I assume searching for [employer] could direct someone here vs searching for knz/me specifically would take you to my HN profile page.
I'm not ashamed of anything I've said on HN but would rather not have people just searching for my employer ending up here (especially since I work in an office that routinely deals with sensitive political and community issues). It's a minor amount of (perceived) anonymity vs stating my name/job title/employer here!
Well, they could start by using something faster than Python. I would tend to use Common Lisp, but Clojure would be the more modern choice.
But yes, scaling up is far easier than scaling out. A box with 72 cores and 1.5TB of DRAM can be had for around $50k these days. I think it would take a startup a while to outgrow that.

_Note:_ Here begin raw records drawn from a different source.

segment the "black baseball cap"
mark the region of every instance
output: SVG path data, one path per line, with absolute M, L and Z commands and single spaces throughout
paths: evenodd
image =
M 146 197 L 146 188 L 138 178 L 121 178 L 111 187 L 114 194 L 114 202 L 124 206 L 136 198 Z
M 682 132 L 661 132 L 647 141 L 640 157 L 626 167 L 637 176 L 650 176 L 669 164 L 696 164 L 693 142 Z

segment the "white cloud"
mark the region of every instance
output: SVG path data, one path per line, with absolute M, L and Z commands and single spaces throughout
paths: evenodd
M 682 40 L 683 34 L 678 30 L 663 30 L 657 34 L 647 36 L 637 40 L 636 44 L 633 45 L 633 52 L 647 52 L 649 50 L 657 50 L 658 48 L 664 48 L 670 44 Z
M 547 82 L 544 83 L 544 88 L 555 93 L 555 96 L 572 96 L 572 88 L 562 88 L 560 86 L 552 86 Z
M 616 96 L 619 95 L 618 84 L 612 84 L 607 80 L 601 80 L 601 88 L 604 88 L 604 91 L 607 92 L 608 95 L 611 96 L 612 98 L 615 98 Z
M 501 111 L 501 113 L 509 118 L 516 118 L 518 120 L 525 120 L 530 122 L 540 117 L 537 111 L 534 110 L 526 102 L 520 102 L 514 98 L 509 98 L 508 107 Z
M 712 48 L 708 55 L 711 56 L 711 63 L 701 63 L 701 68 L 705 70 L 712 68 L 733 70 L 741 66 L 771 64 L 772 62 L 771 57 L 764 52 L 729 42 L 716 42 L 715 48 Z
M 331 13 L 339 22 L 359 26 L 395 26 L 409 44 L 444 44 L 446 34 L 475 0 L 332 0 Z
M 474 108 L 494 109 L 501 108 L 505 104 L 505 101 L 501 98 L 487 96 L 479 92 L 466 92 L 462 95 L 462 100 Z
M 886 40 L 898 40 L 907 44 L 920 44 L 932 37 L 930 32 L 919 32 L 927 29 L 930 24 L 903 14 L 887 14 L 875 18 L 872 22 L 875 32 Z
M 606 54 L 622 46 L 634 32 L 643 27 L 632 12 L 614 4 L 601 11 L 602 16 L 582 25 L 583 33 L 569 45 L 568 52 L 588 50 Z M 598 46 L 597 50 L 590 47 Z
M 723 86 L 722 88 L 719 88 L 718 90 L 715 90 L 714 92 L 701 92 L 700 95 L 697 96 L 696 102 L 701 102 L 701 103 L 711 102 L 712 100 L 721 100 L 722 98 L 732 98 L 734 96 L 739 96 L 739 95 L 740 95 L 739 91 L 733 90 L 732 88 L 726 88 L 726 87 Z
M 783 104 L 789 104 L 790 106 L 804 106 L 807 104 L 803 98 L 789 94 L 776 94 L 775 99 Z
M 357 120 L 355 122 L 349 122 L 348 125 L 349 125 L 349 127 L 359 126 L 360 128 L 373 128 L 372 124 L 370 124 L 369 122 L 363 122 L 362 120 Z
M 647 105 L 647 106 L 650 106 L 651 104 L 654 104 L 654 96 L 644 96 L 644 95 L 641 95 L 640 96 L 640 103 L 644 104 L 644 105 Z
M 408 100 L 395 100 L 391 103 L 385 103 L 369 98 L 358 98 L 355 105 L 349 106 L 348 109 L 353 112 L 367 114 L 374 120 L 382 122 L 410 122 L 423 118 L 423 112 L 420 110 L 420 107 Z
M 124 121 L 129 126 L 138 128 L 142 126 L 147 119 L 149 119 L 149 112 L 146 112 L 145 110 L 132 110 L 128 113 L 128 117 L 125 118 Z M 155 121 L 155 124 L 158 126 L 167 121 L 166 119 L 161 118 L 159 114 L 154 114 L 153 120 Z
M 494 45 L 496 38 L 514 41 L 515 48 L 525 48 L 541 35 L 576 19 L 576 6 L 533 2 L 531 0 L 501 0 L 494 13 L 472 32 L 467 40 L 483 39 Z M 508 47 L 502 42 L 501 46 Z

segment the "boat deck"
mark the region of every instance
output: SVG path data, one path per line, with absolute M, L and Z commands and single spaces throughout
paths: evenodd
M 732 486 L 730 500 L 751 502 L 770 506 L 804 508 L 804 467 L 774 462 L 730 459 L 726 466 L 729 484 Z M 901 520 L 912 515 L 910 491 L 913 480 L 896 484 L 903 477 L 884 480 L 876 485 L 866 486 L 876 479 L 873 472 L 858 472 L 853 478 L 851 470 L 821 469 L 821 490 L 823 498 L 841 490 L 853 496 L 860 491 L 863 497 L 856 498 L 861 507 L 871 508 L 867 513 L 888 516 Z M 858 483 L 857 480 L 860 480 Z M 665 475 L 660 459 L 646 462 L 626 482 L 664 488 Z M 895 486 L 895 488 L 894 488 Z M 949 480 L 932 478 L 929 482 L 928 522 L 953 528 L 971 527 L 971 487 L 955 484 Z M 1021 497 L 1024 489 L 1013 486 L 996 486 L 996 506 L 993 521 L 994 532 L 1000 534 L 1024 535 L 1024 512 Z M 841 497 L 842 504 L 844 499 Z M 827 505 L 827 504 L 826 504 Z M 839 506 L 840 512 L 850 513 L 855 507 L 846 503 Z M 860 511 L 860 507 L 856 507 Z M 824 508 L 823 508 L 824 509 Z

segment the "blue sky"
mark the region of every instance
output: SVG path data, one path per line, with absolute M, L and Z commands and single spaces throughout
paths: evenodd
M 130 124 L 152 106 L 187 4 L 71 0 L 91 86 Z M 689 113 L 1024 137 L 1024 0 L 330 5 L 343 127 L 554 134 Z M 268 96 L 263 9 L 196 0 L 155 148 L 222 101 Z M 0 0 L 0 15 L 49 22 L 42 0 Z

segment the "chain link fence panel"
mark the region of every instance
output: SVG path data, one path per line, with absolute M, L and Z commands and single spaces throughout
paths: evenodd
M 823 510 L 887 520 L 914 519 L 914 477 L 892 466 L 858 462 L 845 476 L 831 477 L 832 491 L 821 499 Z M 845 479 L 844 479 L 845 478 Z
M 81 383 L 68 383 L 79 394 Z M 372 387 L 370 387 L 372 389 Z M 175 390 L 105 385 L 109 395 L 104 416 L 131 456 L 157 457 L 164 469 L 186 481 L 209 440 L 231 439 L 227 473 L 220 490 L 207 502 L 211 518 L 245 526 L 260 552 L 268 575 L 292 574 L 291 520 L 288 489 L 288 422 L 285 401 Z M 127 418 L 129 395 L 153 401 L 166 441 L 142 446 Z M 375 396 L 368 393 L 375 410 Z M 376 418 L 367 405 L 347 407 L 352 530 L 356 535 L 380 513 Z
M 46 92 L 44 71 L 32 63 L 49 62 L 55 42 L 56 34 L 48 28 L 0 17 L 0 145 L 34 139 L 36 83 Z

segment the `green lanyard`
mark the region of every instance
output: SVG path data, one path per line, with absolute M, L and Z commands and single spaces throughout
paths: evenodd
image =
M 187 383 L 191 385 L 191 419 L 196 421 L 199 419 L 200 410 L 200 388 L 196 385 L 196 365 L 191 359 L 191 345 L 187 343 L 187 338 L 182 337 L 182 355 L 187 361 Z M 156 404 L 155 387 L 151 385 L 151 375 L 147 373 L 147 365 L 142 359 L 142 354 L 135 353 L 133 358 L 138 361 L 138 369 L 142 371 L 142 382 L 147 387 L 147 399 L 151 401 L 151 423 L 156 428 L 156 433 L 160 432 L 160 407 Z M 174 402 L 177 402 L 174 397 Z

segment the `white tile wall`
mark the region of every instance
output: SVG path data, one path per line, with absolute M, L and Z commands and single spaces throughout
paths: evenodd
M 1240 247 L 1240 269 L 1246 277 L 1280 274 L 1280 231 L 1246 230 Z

Python is plenty fast where it matters. You have heavily optimized numerical and scientific libraries (numpy and scipy) and can easily escape in C if it matters that much to you. But in my experience bad performance is usually a result of wrong architecture and algorithms, sometimes even outright bugs, often introduced by "optimization" hacks which only make code less readable.
This holds for all languages, of course, not only Python. Forget raw speed, it is just the other end of the stick from Hadoop. Believe me, you don't need it. And even when you think you do, you don't. And when you have measured it and you still need it, ok, you can optimize that bottleneck. Everywhere else, choose proper architecture and write maintainable code and your app will leave others in the dust. Because it is never just about the speed anyway.
I agree that it depends on what you're doing, and the speed of the language often doesn't matter -- that has to be the case or Python would never have caught on to begin with.
But you can write code in Common Lisp or Clojure that's just as readable and maintainable (once you learn the language, obviously) as anything you can write in Python, and the development experience is just as good if not better.
Your choice of "big data" vs. python scripts sounds just like the classic trade-off of scope creep vs. good enough.
IMO the answer is almost always "good enough". This has been expressed in countless tropes/principles from many wise people, like KISS (Keep It Simple Stupid), YAGNI (You Ain't Gonna Need It), "pre-optimization is the root of all evil", etc.
If you go the YAGNI route, and when your lack of scale comes back to bite you (a happy problem to have), you'll have hard data about what exactly needs to be scaled, and you'll build a much better system. Otherwise, you'll dig deeper into the pre-optimization rabbit-hole of hypotheticals, and in that case, it's turtles all the way down (to use another trope).
I work with a start up which currently doesn't have "big data", but perhaps "medium data". And, I can perhaps manage without a big data stack in production. But, if I look at the company/sales targets then in the next 6-12 months we will be working with clients that assures "big data".
Now, here are my choices - 1. Stick to python scripts and/or large aws instances because it works for now. If the sales team closes deals in the next few months after working tirelessly for months, then though the sales team sold the client a great solution, but in reality we can't scale and we fail. 2. Plan for your start up to succeed, plan according to the company targets. Try and strike a balance for your production stack that isn't an huge overkill now but isn't under planned/worked either.
It's easy to say we shouldn't use big data stack till we have big data, but its too late (specially for a startup) to start building a big data stack after you have big data.